Rama Back in Asia, Hires Foreign Consultants to Organize “Trade Forums”

While the World Economic Forum in Davos is taking place, the world is holding its breath for the inauguration of the 45th President of the United States, and tensions between Kosovo and Serbia are reaching new high points, Prime Minister Edi Rama has attended the Singapore–Albania Trade & Investment Forum, organized by Developing Markets Associates (DMA).

DMA also organized a previous trip of the Prime Minister to Hong Kong, to the Hong Kong–Albania Trade & Investment Forum in October 2015. DMA is a consultancy firm specializing in “investment promotion for sovereign governments.”

The list of companies represented at the investment promotion event in Singapore are partially the same as those present in Hong Kong: Christian Canacaris, CEO of Raiffeisen Bank; Grigor Joti, CEO of Infosoft; and Klodjan Allajbeu, CEO of American Hospital Group Albania. All three companies have close ties to the Rama government, while Allajbeu is currently under investigation for the death four people in the hemodialysis clinic he operates as part of a public–private partnership with the government, as well as several other malversations in his hospital.

Both Singapore and Hong Kong have featured in a series of “investments” in Albania that mostly have failed to materialize:

  • Former Minister of Transport Edmond Haxhinasto signed a concession to build an oil terminal near Porto Romano with the company Porti MBM, 97% of which is owned by a company based in Singapore;
  • The company M.POS, which in early 2016 proposed a concession to the Ministry of Finance to privatize VAT collection, is registered in Hong Kong, owned by a shell company on the Seychelles.
  • In July 2016 the company Star Bridge Port Developments Ltd, owned by a Singaporean company One Gate PTE Ltd, proposed a container port and economical zone of 1,700 ha near Karpen, electrical power plant, sports academy and so on, worth an investment of $5 billion. A draft law approving the proposal was passed through parliament quickly, but no new developments regarding this unlikely proposal have been reported since.

The only “real” investment from Hong Kong or Singapore has been the construction of a thirteen-floor building at the entrance of Rruga e Elbasanit in Tirana by the company S.E.R.E, registered in Singapore but linked to Albanian businessman Samir Mane, who previously accompanied Prime Minister Rama to Hong Kong.

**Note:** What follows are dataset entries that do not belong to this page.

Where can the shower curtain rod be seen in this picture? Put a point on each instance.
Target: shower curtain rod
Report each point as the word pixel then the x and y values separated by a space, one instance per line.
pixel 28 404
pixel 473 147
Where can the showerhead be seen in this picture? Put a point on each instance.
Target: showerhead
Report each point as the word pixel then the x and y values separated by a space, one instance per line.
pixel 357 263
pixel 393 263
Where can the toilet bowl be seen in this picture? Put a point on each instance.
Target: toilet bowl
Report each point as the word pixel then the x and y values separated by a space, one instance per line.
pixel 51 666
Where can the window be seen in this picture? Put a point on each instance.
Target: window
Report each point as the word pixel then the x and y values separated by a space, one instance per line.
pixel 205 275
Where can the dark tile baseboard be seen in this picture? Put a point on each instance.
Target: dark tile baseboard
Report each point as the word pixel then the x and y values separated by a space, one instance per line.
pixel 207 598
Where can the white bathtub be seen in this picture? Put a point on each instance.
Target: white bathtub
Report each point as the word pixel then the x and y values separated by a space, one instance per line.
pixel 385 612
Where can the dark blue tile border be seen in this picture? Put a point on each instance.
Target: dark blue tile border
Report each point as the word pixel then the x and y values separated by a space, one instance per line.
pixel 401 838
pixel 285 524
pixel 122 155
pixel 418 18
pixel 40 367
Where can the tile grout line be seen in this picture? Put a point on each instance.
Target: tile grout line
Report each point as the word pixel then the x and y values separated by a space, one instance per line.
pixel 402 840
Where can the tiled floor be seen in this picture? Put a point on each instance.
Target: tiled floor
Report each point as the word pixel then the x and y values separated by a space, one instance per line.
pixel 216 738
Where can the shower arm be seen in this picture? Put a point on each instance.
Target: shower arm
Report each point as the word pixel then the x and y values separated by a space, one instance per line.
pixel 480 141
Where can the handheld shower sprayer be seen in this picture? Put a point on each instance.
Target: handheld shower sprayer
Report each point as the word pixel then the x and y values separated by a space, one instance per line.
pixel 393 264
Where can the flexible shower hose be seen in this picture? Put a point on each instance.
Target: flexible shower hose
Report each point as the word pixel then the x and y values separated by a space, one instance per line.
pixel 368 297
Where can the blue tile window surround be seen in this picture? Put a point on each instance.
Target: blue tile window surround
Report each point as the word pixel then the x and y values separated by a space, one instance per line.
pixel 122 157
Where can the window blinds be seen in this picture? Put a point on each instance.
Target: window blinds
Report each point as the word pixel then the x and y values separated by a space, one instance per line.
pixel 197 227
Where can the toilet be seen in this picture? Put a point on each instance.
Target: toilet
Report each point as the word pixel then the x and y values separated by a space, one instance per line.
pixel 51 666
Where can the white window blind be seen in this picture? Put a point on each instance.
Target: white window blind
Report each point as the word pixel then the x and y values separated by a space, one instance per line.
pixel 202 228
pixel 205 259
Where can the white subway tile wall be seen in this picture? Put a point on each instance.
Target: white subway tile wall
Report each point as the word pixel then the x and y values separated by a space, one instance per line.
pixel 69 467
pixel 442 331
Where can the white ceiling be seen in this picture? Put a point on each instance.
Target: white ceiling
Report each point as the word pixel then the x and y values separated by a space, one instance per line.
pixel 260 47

In other words, all proposals for concessions listed above, linked to shell companies in tax havens, have so far had no real impact on the Albanian economy, and the real question is why the Prime Minister chooses to spend public money on hiring an external consultancy company to organize “trade forums” in Asia, while these so far have brought no real economic impulse or investment.